O grande risco nesta questão, quanto a mim, começa ao nível elementar do vocabulário. Inúmeras notícias de 06/05/2013 dizem que “a Comissão Europeia aprovou”, referindo-se à apresentação da proposta ao Parlamento e ao Conselho, e estes é que são os órgãos que detêm o poder de aprovação. É evidente que a Comissão tem de, internamente, aprovar os textos que apresenta ao Parlamento e ao Conselho, mas essa aprovação é irrelevante e, em rigor, devia ter sido dito que “a Comissão propôs ao Parlamento e ao Conselho”, nunca que “aprovou”.

Um dos alarmes que li falava da criminalização da venda ou troca de sementes que venha a fugir à disciplina do regulamento.
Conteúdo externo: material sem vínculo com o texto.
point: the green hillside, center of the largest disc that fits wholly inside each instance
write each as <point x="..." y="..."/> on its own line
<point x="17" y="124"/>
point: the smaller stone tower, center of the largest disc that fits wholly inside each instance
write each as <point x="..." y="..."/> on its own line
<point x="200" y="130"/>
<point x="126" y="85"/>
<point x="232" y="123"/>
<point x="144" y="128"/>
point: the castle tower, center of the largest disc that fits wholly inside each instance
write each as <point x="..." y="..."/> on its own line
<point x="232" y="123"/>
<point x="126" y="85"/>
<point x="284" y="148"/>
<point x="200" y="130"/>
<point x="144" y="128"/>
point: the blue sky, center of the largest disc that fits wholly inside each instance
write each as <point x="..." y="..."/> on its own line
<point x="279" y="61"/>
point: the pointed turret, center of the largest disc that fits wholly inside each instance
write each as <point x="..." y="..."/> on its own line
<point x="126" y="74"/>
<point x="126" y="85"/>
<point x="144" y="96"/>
Este é um dos poucos aspetos que fica ao critério dos Estados-membros e será o poder legislativo respetivo a determinar que sanções serão aplicadas à violação do regulamento. Dificilmente serão penais as sanções previstas para os pequenos operadores e para os agricultores e jardineiros amadores, mais facilmente serão penais para os operadores profissionais, mas tal não será de todo determinado por força da eventual aprovação do regulamento.

Ao não distinguirem, também, entre a disciplina da patenteabilidade (Convenção de Munique) e a disciplina da produção e disponibilização no mercado do material de reprodução vegetal (regulamento em aprovação), os opositores de um e de outro correm o risco de apresentar o seu contraditório nas instâncias e nos procedimentos errados. Assim, por exemplo, alguns textos apresentados por alguns partidos europeus de vários países ao Parlamento Europeu, contra o regulamento da reprodução vegetal, insurgiam-se contra a atribuição de patentes.  

Embora sejam regimes distintos, a força dos grandes produtores de sementes no mercado poderá tornar-se insustentável pelo efeito conjunto do regulamento sobre produção e disponibilização no mercado de material de reprodução vegetal (se vier a ser aprovado) e da Convenção de Munique.

Entretanto, enquanto toda a gente une esforços e protestos contra o projeto de regulamento sobre produção e disponibilização no mercado de material de reprodução vegetal, mesmo quanto a matérias que o regulamento não disciplina, o European Patent Office vai, com alguma tranquilidade, tecendo importante jurisprudência em torno dos conceitos de “processo essencialmente biológico de obtenção de vegetais” e de “processo microbiológico” do artigo 53.º da Convenção de Munique, com todo um historial de empresas a pedirem e por vezes a obterem, aí sim, patentes sobre tomates, brócolos, melões e outras espécies fundamentais da dieta elementar humana.

 


[1] Pseudónimo do jornalista britânico Sam Youd.